If u start with the waist alone without the lower body u can at least engage the shoulders and then the arm and the punch because the wave goes from the waist into the shoulder and then into the arm and then the fist But u cannot engage the lower body and ucannot push off against the ground and all u r doing is sitting on the ground - like the experiment of sitting on the park bench. Where u start the chain is the beginning of the chain.

Look, it is not going to be the end of the world if u realise that u r wrong about something. That happens to people all the time. The difference is that the rational thing to do is to accept it and learn from it and move on, not to uselessly argue against what is patently true.

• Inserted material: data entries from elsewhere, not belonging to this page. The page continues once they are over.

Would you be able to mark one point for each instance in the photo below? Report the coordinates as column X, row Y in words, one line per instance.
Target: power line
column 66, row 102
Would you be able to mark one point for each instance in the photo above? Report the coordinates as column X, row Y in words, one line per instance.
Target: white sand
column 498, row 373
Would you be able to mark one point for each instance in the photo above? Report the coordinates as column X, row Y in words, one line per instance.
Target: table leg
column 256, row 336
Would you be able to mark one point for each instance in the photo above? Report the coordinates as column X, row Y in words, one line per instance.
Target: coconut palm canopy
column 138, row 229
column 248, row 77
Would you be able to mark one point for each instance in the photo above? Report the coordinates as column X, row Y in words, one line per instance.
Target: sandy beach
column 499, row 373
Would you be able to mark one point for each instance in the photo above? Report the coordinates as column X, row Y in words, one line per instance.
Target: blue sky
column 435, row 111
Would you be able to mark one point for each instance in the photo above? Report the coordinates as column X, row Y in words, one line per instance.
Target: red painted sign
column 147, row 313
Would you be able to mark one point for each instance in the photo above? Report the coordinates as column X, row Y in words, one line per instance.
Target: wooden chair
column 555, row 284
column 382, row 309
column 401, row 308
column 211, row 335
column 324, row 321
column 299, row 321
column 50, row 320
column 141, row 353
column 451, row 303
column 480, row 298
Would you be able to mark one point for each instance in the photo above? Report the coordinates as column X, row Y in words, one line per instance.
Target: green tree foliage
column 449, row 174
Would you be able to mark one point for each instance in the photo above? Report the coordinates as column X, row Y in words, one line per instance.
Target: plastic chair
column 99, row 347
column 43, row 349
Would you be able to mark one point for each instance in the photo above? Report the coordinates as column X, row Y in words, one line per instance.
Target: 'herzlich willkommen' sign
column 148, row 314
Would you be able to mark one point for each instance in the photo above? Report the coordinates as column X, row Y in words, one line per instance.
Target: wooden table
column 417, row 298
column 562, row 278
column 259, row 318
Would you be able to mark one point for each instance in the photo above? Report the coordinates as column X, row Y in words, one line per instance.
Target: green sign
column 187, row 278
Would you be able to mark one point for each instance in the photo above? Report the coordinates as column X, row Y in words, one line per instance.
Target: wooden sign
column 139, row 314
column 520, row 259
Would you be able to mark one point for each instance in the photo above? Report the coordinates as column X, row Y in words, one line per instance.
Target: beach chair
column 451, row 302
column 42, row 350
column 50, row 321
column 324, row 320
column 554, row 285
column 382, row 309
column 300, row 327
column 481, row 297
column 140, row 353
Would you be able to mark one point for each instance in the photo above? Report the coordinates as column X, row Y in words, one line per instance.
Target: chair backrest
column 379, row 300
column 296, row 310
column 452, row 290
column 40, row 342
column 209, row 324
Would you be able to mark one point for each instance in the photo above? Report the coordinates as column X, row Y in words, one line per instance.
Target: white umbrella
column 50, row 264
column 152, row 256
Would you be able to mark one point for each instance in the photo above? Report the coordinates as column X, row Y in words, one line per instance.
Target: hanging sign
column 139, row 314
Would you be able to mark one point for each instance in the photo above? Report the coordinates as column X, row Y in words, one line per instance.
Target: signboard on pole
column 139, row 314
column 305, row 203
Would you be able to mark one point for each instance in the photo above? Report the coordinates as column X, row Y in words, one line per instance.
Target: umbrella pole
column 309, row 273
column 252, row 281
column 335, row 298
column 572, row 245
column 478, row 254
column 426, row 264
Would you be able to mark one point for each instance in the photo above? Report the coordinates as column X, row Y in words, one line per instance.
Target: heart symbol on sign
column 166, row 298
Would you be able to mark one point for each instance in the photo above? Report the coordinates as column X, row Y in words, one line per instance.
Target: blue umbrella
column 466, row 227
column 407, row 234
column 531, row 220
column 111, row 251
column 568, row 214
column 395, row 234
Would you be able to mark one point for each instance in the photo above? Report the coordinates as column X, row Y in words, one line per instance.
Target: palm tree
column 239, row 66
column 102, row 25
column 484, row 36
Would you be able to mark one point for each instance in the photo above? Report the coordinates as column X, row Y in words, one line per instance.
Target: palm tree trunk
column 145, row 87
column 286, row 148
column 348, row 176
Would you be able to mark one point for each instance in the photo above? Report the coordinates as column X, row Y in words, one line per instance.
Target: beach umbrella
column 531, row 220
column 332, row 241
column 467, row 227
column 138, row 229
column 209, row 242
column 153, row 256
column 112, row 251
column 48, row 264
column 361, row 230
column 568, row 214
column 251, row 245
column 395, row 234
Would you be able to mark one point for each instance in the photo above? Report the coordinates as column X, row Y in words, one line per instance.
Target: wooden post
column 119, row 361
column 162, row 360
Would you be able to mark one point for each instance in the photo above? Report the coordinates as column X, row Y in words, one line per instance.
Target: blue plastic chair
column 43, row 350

I'm sorry you had to write all this out.

Even my kids understand that you can punch much harder standing up than you can while sitting down.

And tendons? Well, yeah I mean tendons ligaments muscle and bone are going to be part of any external movement.
 
I'm sorry you had to write all this out.

Even my kids understand that you can punch much harder standing up than you can while sitting down.

And tendons? Well, yeah I mean tendons ligaments muscle and bone are going to be part of any external movement.
If after reading all that and more,then why did you still not understand that no one is disputing that the legs play a role in punching power?
Rather it is confirming the more significant role of the core and upper body as studies have proven, in addition to the legs.

Tendons can be strengthened to increase punching power also and many systems outside western boxing focus on this.

There's more than one way to throw a punch.